Image courtesy of Nvidia

A new AI model from Nvidia knows just how many R’s are in the word strawberry, a feat that OpenAI’s GPT-4o model has yet to achieve. In what is known as the “strawberry problem,” GPT-4o and a few other established models often give the false answer that ‘strawberry’ only has two R’s. 

Launched on Hugging Face on Oct. 15, the new Nvidia model is called Llama-3.1-Nemotron-70B-Instruct and is based on Meta’s open source Llama foundation models, specifically Llama-3.1-70B-Instruct Base. The Llama series of AI models were designed as open source foundations for developers to build upon. 
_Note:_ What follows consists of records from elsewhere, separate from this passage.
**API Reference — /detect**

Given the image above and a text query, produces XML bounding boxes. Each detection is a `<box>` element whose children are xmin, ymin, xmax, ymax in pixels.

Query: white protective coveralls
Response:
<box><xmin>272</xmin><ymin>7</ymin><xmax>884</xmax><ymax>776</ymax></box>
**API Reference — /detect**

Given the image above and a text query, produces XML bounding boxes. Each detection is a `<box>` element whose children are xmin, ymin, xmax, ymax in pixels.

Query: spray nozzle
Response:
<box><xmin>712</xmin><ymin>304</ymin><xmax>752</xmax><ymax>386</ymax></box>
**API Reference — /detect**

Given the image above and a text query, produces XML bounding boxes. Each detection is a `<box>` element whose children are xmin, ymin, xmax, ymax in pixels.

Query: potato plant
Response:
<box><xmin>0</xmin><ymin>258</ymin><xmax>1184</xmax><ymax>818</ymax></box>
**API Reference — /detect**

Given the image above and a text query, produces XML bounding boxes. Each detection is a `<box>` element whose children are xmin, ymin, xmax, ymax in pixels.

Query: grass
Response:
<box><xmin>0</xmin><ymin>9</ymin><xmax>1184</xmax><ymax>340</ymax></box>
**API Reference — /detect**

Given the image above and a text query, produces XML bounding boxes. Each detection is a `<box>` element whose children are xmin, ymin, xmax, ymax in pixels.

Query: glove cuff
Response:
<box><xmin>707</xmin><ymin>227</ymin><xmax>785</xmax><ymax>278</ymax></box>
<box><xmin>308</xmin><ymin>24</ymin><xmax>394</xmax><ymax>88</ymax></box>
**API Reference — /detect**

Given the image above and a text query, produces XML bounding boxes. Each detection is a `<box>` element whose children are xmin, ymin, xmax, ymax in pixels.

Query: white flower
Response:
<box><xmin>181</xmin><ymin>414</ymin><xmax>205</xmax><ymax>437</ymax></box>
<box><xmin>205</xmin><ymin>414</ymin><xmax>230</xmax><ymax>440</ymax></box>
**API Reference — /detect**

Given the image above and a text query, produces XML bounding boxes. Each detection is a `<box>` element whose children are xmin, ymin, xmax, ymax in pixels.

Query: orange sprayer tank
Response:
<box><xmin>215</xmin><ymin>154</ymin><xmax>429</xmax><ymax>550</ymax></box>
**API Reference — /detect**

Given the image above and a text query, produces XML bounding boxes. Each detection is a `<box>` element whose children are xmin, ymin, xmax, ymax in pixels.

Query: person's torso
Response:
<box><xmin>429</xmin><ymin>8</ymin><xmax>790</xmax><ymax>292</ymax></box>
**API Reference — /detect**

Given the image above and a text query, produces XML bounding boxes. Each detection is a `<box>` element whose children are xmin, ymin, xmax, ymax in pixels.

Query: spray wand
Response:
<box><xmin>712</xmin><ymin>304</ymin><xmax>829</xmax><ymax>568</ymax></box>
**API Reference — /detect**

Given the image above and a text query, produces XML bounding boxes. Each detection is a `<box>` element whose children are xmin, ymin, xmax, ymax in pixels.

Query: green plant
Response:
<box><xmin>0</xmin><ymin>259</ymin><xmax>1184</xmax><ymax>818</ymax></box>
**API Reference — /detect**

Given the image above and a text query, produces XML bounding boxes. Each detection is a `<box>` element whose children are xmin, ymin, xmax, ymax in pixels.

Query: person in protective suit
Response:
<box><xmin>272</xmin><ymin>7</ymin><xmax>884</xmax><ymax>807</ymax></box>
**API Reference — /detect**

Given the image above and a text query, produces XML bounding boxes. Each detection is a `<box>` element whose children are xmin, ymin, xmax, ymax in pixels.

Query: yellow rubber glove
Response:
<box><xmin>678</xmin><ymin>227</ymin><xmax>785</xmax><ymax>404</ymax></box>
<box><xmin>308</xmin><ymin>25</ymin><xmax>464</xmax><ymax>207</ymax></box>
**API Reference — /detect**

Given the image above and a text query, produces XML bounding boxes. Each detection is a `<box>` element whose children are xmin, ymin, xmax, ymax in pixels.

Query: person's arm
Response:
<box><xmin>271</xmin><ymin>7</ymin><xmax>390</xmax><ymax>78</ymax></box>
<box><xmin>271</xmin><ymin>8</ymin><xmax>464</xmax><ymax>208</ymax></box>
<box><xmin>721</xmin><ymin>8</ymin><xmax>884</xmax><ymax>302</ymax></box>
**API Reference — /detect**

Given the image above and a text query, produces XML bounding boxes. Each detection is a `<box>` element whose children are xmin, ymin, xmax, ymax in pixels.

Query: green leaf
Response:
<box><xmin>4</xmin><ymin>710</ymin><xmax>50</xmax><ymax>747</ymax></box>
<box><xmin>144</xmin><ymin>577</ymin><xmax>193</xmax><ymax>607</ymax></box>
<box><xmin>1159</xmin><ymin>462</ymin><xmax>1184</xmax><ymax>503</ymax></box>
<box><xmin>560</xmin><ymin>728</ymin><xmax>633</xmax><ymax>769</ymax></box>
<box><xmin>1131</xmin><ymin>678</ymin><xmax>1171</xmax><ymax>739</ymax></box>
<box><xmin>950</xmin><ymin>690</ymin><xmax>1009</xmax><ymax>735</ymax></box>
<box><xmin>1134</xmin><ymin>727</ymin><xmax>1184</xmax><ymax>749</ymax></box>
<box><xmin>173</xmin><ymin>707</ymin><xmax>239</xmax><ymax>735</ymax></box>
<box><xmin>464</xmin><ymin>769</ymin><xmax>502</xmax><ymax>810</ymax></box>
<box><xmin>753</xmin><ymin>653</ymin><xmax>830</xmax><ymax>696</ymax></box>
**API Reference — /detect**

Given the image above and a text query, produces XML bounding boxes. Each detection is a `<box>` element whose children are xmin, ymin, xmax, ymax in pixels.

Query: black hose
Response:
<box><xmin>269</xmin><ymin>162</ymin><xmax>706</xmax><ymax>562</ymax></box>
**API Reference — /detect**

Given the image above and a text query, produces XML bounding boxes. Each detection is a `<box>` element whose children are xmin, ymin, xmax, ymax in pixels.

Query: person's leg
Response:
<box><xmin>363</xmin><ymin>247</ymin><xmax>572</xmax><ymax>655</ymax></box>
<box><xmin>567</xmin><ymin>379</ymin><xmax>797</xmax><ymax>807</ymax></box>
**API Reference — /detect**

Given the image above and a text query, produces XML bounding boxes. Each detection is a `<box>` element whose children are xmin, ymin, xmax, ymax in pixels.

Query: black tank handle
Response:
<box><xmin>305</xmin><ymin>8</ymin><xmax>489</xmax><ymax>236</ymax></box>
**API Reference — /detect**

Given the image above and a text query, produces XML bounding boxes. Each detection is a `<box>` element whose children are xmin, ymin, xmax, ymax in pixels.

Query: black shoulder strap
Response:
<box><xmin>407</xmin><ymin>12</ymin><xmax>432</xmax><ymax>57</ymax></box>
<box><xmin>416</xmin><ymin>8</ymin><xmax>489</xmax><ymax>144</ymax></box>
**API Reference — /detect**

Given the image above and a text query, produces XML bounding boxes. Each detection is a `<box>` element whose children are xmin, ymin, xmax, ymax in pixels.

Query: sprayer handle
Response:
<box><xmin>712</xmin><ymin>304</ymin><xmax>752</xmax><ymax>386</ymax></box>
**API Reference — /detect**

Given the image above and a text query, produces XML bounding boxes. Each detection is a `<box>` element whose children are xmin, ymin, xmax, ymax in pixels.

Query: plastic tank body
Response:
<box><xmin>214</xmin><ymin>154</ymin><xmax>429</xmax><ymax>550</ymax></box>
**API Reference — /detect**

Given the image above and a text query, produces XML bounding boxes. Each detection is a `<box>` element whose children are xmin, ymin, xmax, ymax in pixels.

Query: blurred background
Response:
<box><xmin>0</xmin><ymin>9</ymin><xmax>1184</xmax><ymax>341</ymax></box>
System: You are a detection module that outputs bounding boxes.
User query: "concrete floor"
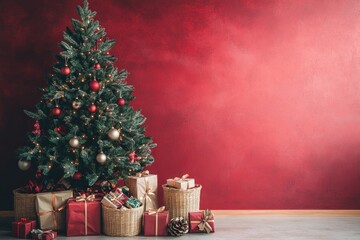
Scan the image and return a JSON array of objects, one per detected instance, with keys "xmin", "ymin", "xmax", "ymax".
[{"xmin": 0, "ymin": 216, "xmax": 360, "ymax": 240}]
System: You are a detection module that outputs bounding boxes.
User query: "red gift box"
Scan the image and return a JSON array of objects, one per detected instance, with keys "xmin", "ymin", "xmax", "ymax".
[
  {"xmin": 31, "ymin": 229, "xmax": 57, "ymax": 240},
  {"xmin": 144, "ymin": 207, "xmax": 169, "ymax": 236},
  {"xmin": 12, "ymin": 218, "xmax": 36, "ymax": 238},
  {"xmin": 189, "ymin": 210, "xmax": 215, "ymax": 233},
  {"xmin": 66, "ymin": 195, "xmax": 101, "ymax": 236}
]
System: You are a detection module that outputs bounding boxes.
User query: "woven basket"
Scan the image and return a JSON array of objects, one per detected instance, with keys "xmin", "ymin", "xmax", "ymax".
[
  {"xmin": 163, "ymin": 184, "xmax": 201, "ymax": 220},
  {"xmin": 13, "ymin": 188, "xmax": 36, "ymax": 220},
  {"xmin": 102, "ymin": 205, "xmax": 144, "ymax": 237}
]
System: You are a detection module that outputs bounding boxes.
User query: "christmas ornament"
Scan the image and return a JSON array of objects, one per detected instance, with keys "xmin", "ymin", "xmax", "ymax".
[
  {"xmin": 108, "ymin": 127, "xmax": 120, "ymax": 140},
  {"xmin": 54, "ymin": 126, "xmax": 66, "ymax": 135},
  {"xmin": 61, "ymin": 65, "xmax": 71, "ymax": 76},
  {"xmin": 72, "ymin": 172, "xmax": 82, "ymax": 180},
  {"xmin": 89, "ymin": 79, "xmax": 100, "ymax": 92},
  {"xmin": 88, "ymin": 103, "xmax": 96, "ymax": 113},
  {"xmin": 129, "ymin": 152, "xmax": 141, "ymax": 163},
  {"xmin": 32, "ymin": 121, "xmax": 41, "ymax": 135},
  {"xmin": 72, "ymin": 101, "xmax": 81, "ymax": 110},
  {"xmin": 168, "ymin": 217, "xmax": 189, "ymax": 237},
  {"xmin": 18, "ymin": 160, "xmax": 31, "ymax": 171},
  {"xmin": 51, "ymin": 106, "xmax": 61, "ymax": 116},
  {"xmin": 69, "ymin": 136, "xmax": 80, "ymax": 148},
  {"xmin": 96, "ymin": 152, "xmax": 106, "ymax": 165},
  {"xmin": 118, "ymin": 98, "xmax": 125, "ymax": 106}
]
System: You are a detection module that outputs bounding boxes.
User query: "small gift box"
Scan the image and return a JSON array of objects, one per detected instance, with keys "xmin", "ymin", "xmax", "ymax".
[
  {"xmin": 189, "ymin": 210, "xmax": 215, "ymax": 233},
  {"xmin": 125, "ymin": 171, "xmax": 157, "ymax": 211},
  {"xmin": 166, "ymin": 174, "xmax": 195, "ymax": 190},
  {"xmin": 66, "ymin": 194, "xmax": 101, "ymax": 236},
  {"xmin": 125, "ymin": 197, "xmax": 141, "ymax": 208},
  {"xmin": 101, "ymin": 192, "xmax": 124, "ymax": 208},
  {"xmin": 36, "ymin": 190, "xmax": 73, "ymax": 230},
  {"xmin": 31, "ymin": 229, "xmax": 57, "ymax": 240},
  {"xmin": 144, "ymin": 207, "xmax": 169, "ymax": 236},
  {"xmin": 12, "ymin": 218, "xmax": 36, "ymax": 238}
]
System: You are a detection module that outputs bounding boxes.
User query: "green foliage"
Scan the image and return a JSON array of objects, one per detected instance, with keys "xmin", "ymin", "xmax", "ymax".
[{"xmin": 18, "ymin": 0, "xmax": 156, "ymax": 189}]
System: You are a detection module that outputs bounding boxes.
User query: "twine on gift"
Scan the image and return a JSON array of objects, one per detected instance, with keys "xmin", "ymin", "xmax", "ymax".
[
  {"xmin": 190, "ymin": 209, "xmax": 214, "ymax": 233},
  {"xmin": 31, "ymin": 229, "xmax": 55, "ymax": 240},
  {"xmin": 135, "ymin": 170, "xmax": 150, "ymax": 177},
  {"xmin": 38, "ymin": 192, "xmax": 66, "ymax": 230},
  {"xmin": 139, "ymin": 177, "xmax": 156, "ymax": 209},
  {"xmin": 148, "ymin": 206, "xmax": 165, "ymax": 236},
  {"xmin": 76, "ymin": 194, "xmax": 95, "ymax": 235}
]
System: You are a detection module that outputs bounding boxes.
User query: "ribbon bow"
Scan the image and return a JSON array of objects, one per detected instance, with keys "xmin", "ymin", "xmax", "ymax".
[
  {"xmin": 198, "ymin": 209, "xmax": 214, "ymax": 233},
  {"xmin": 135, "ymin": 170, "xmax": 150, "ymax": 177},
  {"xmin": 174, "ymin": 174, "xmax": 189, "ymax": 181},
  {"xmin": 149, "ymin": 206, "xmax": 165, "ymax": 215},
  {"xmin": 76, "ymin": 193, "xmax": 95, "ymax": 202}
]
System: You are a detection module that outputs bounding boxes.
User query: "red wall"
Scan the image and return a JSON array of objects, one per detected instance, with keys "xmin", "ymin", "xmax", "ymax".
[{"xmin": 0, "ymin": 0, "xmax": 360, "ymax": 209}]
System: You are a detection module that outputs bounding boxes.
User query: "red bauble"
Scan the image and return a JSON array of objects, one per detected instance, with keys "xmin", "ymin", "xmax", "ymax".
[
  {"xmin": 61, "ymin": 66, "xmax": 70, "ymax": 76},
  {"xmin": 51, "ymin": 107, "xmax": 61, "ymax": 116},
  {"xmin": 94, "ymin": 63, "xmax": 101, "ymax": 70},
  {"xmin": 73, "ymin": 172, "xmax": 82, "ymax": 180},
  {"xmin": 118, "ymin": 98, "xmax": 125, "ymax": 106},
  {"xmin": 89, "ymin": 80, "xmax": 100, "ymax": 92},
  {"xmin": 88, "ymin": 104, "xmax": 96, "ymax": 113}
]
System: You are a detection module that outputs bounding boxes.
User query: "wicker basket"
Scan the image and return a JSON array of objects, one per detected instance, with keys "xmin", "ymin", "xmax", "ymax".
[
  {"xmin": 102, "ymin": 205, "xmax": 144, "ymax": 237},
  {"xmin": 163, "ymin": 184, "xmax": 201, "ymax": 220},
  {"xmin": 13, "ymin": 188, "xmax": 36, "ymax": 220}
]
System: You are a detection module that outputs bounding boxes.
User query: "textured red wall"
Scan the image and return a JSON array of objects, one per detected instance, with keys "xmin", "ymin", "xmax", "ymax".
[{"xmin": 0, "ymin": 0, "xmax": 360, "ymax": 209}]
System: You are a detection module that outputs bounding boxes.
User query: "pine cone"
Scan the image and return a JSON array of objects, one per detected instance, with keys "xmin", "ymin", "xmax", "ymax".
[{"xmin": 168, "ymin": 217, "xmax": 189, "ymax": 237}]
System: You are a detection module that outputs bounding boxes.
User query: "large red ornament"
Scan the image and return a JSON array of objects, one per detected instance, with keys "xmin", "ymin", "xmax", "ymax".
[
  {"xmin": 61, "ymin": 66, "xmax": 71, "ymax": 76},
  {"xmin": 89, "ymin": 80, "xmax": 100, "ymax": 92},
  {"xmin": 51, "ymin": 107, "xmax": 61, "ymax": 116},
  {"xmin": 73, "ymin": 172, "xmax": 82, "ymax": 180},
  {"xmin": 88, "ymin": 104, "xmax": 96, "ymax": 113},
  {"xmin": 118, "ymin": 98, "xmax": 125, "ymax": 106}
]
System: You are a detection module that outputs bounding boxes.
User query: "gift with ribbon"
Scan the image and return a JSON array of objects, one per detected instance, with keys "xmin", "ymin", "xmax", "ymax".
[
  {"xmin": 35, "ymin": 190, "xmax": 73, "ymax": 230},
  {"xmin": 144, "ymin": 206, "xmax": 169, "ymax": 236},
  {"xmin": 31, "ymin": 229, "xmax": 57, "ymax": 240},
  {"xmin": 101, "ymin": 192, "xmax": 127, "ymax": 208},
  {"xmin": 66, "ymin": 194, "xmax": 101, "ymax": 237},
  {"xmin": 166, "ymin": 174, "xmax": 195, "ymax": 190},
  {"xmin": 125, "ymin": 170, "xmax": 157, "ymax": 211},
  {"xmin": 189, "ymin": 209, "xmax": 215, "ymax": 233},
  {"xmin": 125, "ymin": 197, "xmax": 141, "ymax": 208},
  {"xmin": 12, "ymin": 218, "xmax": 36, "ymax": 238}
]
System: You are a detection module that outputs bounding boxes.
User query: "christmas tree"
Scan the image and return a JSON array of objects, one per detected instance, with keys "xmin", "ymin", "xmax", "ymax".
[{"xmin": 18, "ymin": 0, "xmax": 156, "ymax": 191}]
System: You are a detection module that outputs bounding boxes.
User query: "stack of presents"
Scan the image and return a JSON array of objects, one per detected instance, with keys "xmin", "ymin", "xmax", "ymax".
[{"xmin": 12, "ymin": 171, "xmax": 215, "ymax": 240}]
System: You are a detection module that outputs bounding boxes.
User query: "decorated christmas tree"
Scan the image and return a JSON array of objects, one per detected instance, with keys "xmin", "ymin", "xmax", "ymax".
[{"xmin": 19, "ymin": 0, "xmax": 156, "ymax": 189}]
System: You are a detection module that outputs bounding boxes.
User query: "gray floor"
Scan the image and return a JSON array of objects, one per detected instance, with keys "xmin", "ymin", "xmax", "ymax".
[{"xmin": 0, "ymin": 216, "xmax": 360, "ymax": 240}]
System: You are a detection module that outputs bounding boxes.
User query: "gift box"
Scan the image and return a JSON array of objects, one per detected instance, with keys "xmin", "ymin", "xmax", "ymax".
[
  {"xmin": 31, "ymin": 229, "xmax": 57, "ymax": 240},
  {"xmin": 66, "ymin": 194, "xmax": 101, "ymax": 237},
  {"xmin": 12, "ymin": 218, "xmax": 36, "ymax": 238},
  {"xmin": 144, "ymin": 207, "xmax": 169, "ymax": 236},
  {"xmin": 166, "ymin": 174, "xmax": 195, "ymax": 190},
  {"xmin": 189, "ymin": 210, "xmax": 215, "ymax": 233},
  {"xmin": 125, "ymin": 171, "xmax": 157, "ymax": 211},
  {"xmin": 114, "ymin": 187, "xmax": 129, "ymax": 202},
  {"xmin": 36, "ymin": 190, "xmax": 73, "ymax": 230},
  {"xmin": 125, "ymin": 197, "xmax": 141, "ymax": 208},
  {"xmin": 101, "ymin": 192, "xmax": 124, "ymax": 208}
]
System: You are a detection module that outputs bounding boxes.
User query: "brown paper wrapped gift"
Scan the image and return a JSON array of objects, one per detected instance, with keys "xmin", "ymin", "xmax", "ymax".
[
  {"xmin": 125, "ymin": 171, "xmax": 158, "ymax": 211},
  {"xmin": 36, "ymin": 190, "xmax": 73, "ymax": 230}
]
The Hugging Face model page asserts that Nemotron-70B surpasses GPT-4o and Anthropic’s Claude 3.5 Sonnet on a few different benchmarks. Nemotron-70B scores 85.0 on the Chatbot Arena Hard benchmark, 57.6 on AlpacaEval 2 LC, and 8.98 on the GPT-4-Turbo MT-Bench. The page also notes that Nemotron-70B was fine-tuned using reinforcement learning from human feedback, as well as a new alignment technique from Nvidia called HelpSteer2-preference which the company says trains the model to more closely follow instructions. 

The benchmark results are promising in this case for the AI research concept of alignment, which describes the effectiveness of a model’s outputs corresponding with user requirements and expectations for reliability and safety. Alignment can be improved through greater customization, enabling enterprises to tailor AI models for specific use cases. The ultimate goal is to provide accurate, helpful responses and eliminate hallucinations. 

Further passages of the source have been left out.